Tell me about your coping mechanisms, friends. Because mine are driving me up the wall lately.
When you have a moment of success, what do you do? Call up someone you love [mom, dad, partner, goldfish?] and share, or have a quiet celebration with yourself and light up the world from the inside of your soul? When somebody does you wrong, do you confront them or cry about it in the corner of your bedroom? Do you call your best friend at three in the morning because you are having an anxiety attack about the general direction your life is taking, or go run for about ten miles and meet them the next day? Do you swallow bile or get a punching bag? All of the above? None of the above?
For someone who has a short fuse regarding so many things, I internalize. I take it all in. I process on the inside, and only share when I am good and ready, or when I find myself so mentally contorted that I cannot separate my head from my ass.
And like with many other things, I take it too far. I have no measure. I turn hibernation into agoraphobia, independence into isolation. I have kept some sad things from my parents because I did not want them to hurt because of me. I will make myself physically sick before I allow myself to admit that I am up against the wall and could use a little help, goddamnit.
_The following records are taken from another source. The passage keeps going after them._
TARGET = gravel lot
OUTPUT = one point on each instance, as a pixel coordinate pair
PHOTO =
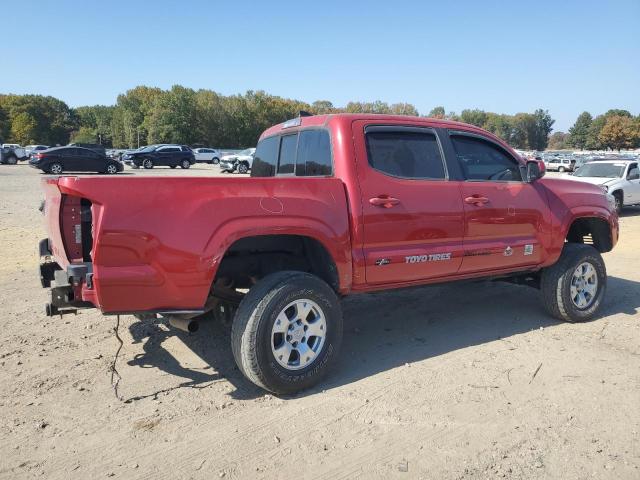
(454, 382)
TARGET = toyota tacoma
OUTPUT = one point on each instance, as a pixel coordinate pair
(335, 205)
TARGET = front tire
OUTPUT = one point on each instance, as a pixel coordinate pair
(287, 332)
(574, 287)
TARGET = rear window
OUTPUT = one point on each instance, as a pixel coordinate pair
(314, 153)
(287, 158)
(266, 157)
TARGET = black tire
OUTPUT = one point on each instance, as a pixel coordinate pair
(55, 168)
(619, 200)
(556, 282)
(251, 332)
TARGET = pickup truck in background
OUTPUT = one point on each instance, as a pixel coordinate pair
(335, 205)
(11, 153)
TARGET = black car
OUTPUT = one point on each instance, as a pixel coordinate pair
(161, 155)
(74, 159)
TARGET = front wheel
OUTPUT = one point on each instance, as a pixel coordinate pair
(573, 288)
(287, 332)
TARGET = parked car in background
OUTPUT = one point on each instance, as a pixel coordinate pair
(91, 146)
(559, 164)
(161, 155)
(12, 152)
(74, 159)
(620, 178)
(30, 149)
(240, 162)
(207, 155)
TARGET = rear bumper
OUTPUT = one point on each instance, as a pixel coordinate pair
(67, 284)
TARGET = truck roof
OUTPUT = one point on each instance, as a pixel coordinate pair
(323, 120)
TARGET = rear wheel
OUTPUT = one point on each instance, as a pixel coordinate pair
(55, 168)
(287, 332)
(573, 288)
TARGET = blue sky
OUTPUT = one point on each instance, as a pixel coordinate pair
(565, 56)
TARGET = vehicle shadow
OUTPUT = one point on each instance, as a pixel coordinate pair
(387, 330)
(630, 212)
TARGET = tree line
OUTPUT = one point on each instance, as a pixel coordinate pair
(146, 115)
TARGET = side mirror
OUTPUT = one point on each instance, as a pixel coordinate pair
(535, 170)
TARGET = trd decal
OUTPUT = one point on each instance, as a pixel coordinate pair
(434, 257)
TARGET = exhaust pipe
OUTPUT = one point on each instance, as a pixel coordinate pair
(185, 324)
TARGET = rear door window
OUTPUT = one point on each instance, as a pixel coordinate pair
(405, 153)
(482, 160)
(266, 158)
(314, 153)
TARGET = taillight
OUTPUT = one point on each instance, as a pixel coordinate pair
(75, 226)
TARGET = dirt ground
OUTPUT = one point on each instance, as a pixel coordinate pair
(454, 382)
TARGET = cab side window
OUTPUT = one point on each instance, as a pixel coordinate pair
(482, 160)
(405, 153)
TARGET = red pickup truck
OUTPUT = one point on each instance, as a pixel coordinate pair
(336, 205)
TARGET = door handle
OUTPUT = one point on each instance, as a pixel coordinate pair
(476, 200)
(384, 201)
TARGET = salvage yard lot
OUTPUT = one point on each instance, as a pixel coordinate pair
(471, 380)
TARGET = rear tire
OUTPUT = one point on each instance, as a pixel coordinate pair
(280, 300)
(574, 287)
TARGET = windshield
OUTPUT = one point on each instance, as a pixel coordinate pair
(604, 170)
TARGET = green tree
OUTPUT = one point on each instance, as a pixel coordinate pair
(619, 132)
(579, 132)
(24, 128)
(558, 141)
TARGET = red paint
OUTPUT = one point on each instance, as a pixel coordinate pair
(159, 241)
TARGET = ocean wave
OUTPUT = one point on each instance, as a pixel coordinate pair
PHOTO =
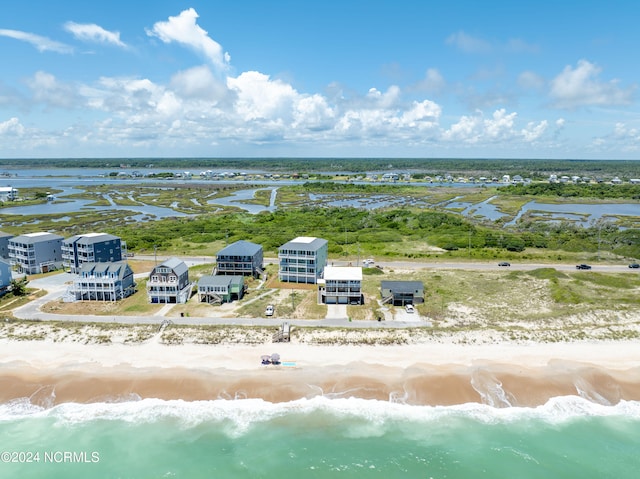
(368, 417)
There is no pressure from the outside, it was not the way I was raised. It is just who I am.
I am fascinated by people who resolve their issues externally. I wish I could do that.
I had a coworker who sat across the room from me. She had no filter. Every task she had to tackle, her first instinct was to ask me what or where something was, and what to do. Pretty soon she was calling me “Ms. Google It,” because after having to explain the simplest things to her [sometimes right in front of her], I had to tell her to actually look things up before tugging on other people’s sleeves. I, on the other hand, almost brought a conference to a halt because I was running in circles trying to figure out a conceptual issue. By the time I knocked on my other coworker’s door and asked for advice, it was almost too late.
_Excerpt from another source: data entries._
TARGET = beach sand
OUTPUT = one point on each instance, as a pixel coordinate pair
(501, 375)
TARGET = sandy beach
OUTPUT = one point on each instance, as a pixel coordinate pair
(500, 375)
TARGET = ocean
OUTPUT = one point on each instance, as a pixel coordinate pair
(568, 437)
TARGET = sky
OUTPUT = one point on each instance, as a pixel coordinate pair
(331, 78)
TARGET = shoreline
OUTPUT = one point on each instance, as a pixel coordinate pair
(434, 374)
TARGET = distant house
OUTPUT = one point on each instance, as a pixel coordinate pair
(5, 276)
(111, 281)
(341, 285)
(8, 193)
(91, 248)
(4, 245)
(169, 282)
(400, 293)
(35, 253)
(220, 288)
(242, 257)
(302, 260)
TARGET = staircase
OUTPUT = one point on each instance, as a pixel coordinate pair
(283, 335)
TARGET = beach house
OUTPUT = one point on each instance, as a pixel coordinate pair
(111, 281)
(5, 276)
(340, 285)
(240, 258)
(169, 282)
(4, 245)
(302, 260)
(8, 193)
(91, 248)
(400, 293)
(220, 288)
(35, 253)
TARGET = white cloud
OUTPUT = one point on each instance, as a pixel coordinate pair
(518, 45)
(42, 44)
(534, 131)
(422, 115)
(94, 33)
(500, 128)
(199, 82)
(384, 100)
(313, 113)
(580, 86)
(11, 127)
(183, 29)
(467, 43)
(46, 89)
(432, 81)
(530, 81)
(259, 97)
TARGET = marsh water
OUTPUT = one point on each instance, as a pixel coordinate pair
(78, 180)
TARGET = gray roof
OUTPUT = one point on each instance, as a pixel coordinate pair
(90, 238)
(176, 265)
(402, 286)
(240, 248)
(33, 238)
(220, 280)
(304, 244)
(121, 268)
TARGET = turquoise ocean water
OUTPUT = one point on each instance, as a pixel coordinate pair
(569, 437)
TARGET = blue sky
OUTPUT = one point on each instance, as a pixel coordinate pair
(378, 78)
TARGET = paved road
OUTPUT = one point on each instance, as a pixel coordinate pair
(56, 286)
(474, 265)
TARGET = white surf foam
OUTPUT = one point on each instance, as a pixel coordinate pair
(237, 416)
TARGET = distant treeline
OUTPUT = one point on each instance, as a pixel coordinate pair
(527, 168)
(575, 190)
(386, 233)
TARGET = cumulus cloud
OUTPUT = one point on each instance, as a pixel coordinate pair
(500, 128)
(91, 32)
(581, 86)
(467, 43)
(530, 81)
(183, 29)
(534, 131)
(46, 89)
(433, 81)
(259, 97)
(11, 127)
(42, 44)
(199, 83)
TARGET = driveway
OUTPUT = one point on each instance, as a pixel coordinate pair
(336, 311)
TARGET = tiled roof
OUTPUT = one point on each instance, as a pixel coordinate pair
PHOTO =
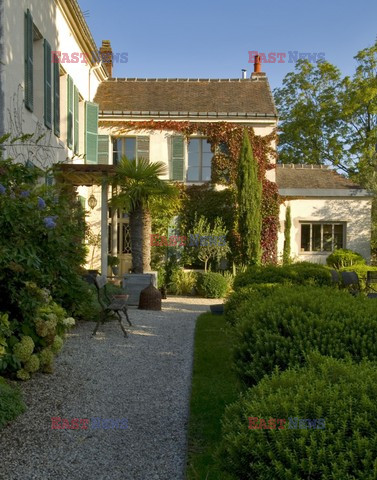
(311, 176)
(214, 97)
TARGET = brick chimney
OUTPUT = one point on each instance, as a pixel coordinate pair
(106, 53)
(257, 64)
(258, 69)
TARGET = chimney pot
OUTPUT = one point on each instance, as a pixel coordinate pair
(257, 64)
(106, 54)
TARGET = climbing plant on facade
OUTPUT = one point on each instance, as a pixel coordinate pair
(226, 140)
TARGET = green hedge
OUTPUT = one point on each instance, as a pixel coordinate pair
(344, 258)
(303, 273)
(234, 308)
(280, 329)
(212, 285)
(342, 394)
(11, 403)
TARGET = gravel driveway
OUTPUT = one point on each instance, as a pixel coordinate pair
(144, 379)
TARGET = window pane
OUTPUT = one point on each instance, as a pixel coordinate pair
(305, 238)
(316, 238)
(206, 146)
(327, 237)
(338, 236)
(206, 174)
(193, 174)
(207, 159)
(131, 148)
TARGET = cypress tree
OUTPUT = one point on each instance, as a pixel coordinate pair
(249, 204)
(287, 237)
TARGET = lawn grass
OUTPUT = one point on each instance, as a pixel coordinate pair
(11, 403)
(214, 385)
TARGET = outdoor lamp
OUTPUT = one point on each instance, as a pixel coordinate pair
(92, 201)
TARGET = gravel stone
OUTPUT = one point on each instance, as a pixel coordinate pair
(144, 378)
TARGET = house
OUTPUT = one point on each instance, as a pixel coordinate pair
(56, 86)
(328, 211)
(49, 75)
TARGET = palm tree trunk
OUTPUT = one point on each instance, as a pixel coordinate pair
(136, 232)
(147, 230)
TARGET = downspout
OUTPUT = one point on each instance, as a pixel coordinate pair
(91, 69)
(2, 67)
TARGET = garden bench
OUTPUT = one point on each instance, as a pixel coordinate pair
(371, 284)
(351, 281)
(116, 305)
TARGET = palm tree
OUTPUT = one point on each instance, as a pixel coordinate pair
(139, 187)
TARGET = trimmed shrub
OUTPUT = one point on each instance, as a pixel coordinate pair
(182, 283)
(280, 329)
(11, 404)
(361, 271)
(340, 393)
(344, 258)
(303, 273)
(234, 308)
(211, 285)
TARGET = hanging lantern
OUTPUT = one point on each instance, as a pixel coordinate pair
(92, 201)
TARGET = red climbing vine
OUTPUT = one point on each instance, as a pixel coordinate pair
(225, 139)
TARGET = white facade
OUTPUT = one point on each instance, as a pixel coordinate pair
(350, 212)
(61, 24)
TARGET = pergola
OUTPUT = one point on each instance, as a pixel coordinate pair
(89, 175)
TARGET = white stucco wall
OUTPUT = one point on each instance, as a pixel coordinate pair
(355, 212)
(54, 27)
(159, 145)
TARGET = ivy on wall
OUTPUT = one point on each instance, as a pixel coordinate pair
(226, 141)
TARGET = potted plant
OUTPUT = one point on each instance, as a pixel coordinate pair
(113, 263)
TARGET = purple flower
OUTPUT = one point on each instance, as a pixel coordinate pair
(50, 222)
(41, 203)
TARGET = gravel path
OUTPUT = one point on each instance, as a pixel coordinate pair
(144, 379)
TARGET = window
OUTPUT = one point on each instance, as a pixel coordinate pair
(199, 160)
(322, 237)
(47, 85)
(29, 38)
(134, 148)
I get that. That was foolish, and I learned my lesson.
But I don’t get the bank clerk yelling at you because they are having a bad day and you just asked them a question they don’t know the answer to. I don’t get people who take a mile when you give them an inch. I don’t get acquaintances that don’t respect personal boundaries, or your time and space. I don’t get displaced aggression, or that childlike attitude of bringing you their broken toy and telling you to fix it. I don’t get people who do things just to get a reaction from others, or just to see where their limits are. Testing, manipulating, venting, dumping responsibility into other people’s laps. Expecting them to carry your burden, be your whipping post, fix your life for you. I do not get that to such a degree that I feel like I might be from another planet sometimes.
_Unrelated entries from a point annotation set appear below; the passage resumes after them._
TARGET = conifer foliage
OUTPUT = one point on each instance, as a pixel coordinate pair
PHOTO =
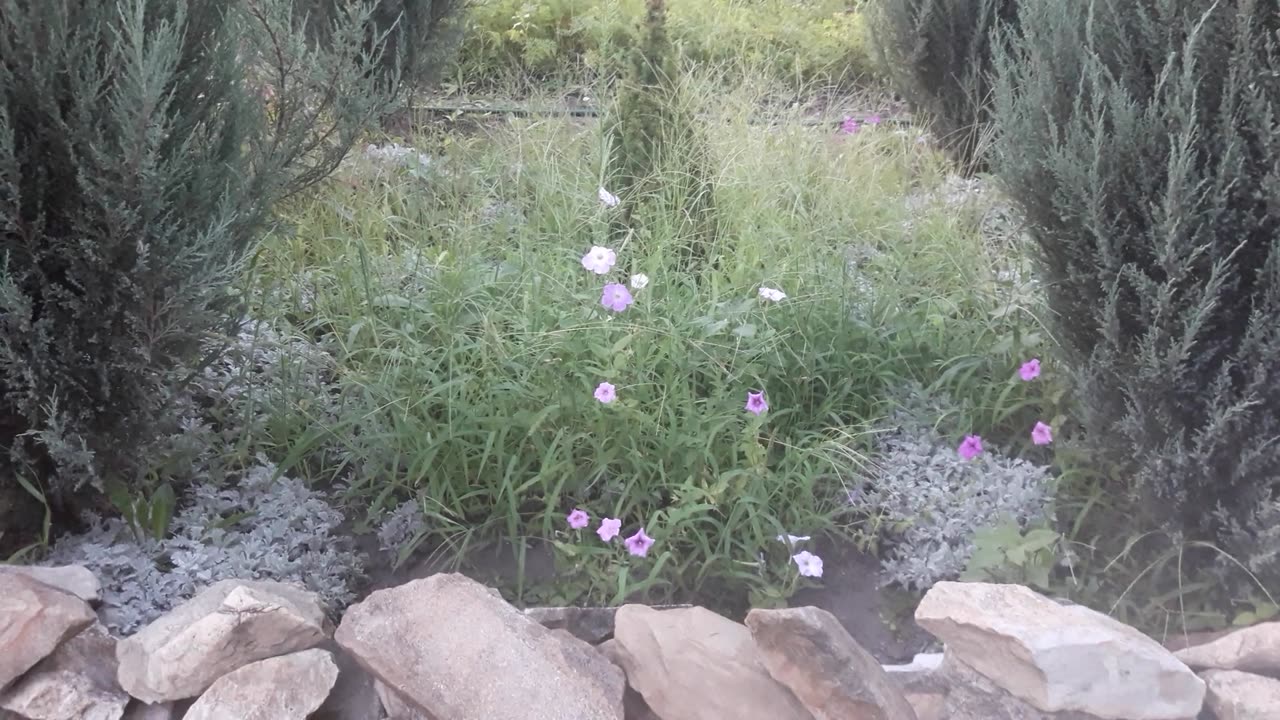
(140, 154)
(1139, 136)
(938, 55)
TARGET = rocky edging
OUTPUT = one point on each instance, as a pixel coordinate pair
(448, 648)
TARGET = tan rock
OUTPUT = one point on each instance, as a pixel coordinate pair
(287, 687)
(35, 619)
(1059, 657)
(696, 665)
(77, 682)
(396, 706)
(810, 652)
(1242, 696)
(1252, 650)
(453, 650)
(74, 579)
(225, 627)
The very thought of someone doing something because I made them, of having an effect on someone’s behavior, no matter how well-meaning, goodhearted or justified, scares me. Don’t get me wrong. I am a functional human being. I say Hello to neighbors and earn money, I love and play as much as the next person. But the principle behind that thought of being the agent of something freaks me out. You know fight or flight? It does not exist with me. I freeze. I endure. I do not run away, but I refuse to fight either. Because I have found that the rules of direct engagement usually disagree with my sensibilities. More often than not, the other party will try and get you to communicate with them in their code. Yellers need to be yelled back at; bullies need to be bullied to actually understand what they are doing to people; control freaks need to be subdued; drowning people will take you down with them. Me? Like that poor bastard Bartleby, I would prefer not to. All of it taints me, compromises me, contaminates me.
I understand that we are all blood and goo underneath the skin, and that the ‘externals’ are doing pretty much the same thing that I am, which is trying to make it through the day and not feel as shitty about yourself as when you woke up. They are two sides of the same coin. And the right way to go about things is probably somewhere down the middle, helping as many as possible and victimizing none. I understand that getting your hands dirty is necessary sometimes, and that lofty mastheads make for long falls. I just have a hard time not preferring not to.